A greedy businessman hides money in his suit pocket

A new study sheds light on why older adults tend to fall for financial scams — they depend more on trust when making choices, according to a report published last month in Scientific Reports.

Older adults should be cautious when interpreting their first impressions and focus more on the way a person acts instead of if they appear trustworthy, the team said.

“We make these decisions about trustworthiness in a split second sometimes, and that is an unreliable way to make good decisions in the long term,” Marilyn Horta, PhD, a researcher at University of Florida research scientist and first author of the new study, said in a statement. “All of us, especially older adults, we need to really pay attention to how a person behaves rather than our initial perceptions of whether they look trustworthy or not.”

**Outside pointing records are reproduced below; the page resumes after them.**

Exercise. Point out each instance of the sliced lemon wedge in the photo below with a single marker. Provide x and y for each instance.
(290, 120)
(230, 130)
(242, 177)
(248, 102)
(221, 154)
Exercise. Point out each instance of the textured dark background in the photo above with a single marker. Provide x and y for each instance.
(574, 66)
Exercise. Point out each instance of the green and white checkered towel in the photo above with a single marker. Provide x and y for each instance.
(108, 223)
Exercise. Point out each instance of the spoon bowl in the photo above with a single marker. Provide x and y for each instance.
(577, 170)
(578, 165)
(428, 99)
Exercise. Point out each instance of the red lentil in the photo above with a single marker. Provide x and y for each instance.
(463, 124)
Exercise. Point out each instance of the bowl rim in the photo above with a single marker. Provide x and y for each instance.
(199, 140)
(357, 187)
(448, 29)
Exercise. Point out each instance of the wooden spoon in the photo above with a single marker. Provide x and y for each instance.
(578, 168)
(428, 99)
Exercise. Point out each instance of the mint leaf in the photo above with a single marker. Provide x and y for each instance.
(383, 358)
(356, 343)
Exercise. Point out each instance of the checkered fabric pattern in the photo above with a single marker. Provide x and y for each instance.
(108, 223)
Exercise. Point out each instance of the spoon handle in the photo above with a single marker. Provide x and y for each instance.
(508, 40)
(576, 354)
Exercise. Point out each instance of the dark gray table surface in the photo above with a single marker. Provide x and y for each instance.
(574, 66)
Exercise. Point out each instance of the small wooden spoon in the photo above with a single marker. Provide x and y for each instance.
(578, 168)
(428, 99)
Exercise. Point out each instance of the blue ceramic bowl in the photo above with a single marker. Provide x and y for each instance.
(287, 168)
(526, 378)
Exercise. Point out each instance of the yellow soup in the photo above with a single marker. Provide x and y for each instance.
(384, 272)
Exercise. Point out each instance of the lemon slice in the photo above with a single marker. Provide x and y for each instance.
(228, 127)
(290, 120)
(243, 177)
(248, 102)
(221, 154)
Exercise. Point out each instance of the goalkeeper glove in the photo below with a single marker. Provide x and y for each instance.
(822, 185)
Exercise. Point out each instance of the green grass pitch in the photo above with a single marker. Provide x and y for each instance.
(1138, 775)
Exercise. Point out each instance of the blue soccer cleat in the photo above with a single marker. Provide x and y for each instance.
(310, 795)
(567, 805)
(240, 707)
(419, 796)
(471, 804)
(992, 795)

As part of the study, the team looked at the impact of facial impressions by age. Data came from 143 younger people with an average age in their early 20s and 129 older adults between 70 and 75. All of them were from the UK. 

The game they used is known as a social-based version of the Iowa Gambling Task. It measures a person’s response to making decisions that involve risks and rewards. People have to draw cards from decks with varying rewards and punishments to maximize points. The cards showed people with varying facial expressions on them. The person had to judge what to do based on the face.

Most younger and older adults initially picked cards that showed trustworthy faces when they had to make gambles based on the faces. As the game went on, younger adults were much quicker to learn that they couldn’t trust some faces. Older adults didn’t start to do better at picking trustworthy faces until later on in the game.

“Together these findings suggest that differences between younger and older adults in experience-dependent decision-making are magnified in social contexts that involve a ‘wolf in sheep’s clothing,’ which may reflect age-related difficulties in integrating incongruent information,” the authors wrote.

“Often fraud happens through family members. If family members start acting untrustworthy, older adults are potentially not picking up on that change in behavior as well,” Natalie Ebner, PhD, another researcher involved in the study, said. “They’re not adjusting to the new situation as much.”

“One advantage we have in older age is the accumulation of life experience. But there might be situations where relying on previous experiences pushes us in the wrong direction, and we make the wrong decision,” she added. “We have to stay aware even if we think we know who we can trust.”

Each year, older adults lose more than $28 billion to financial scams that target their age group. About three-quarters of that money is stolen by people the individual knows, the team said.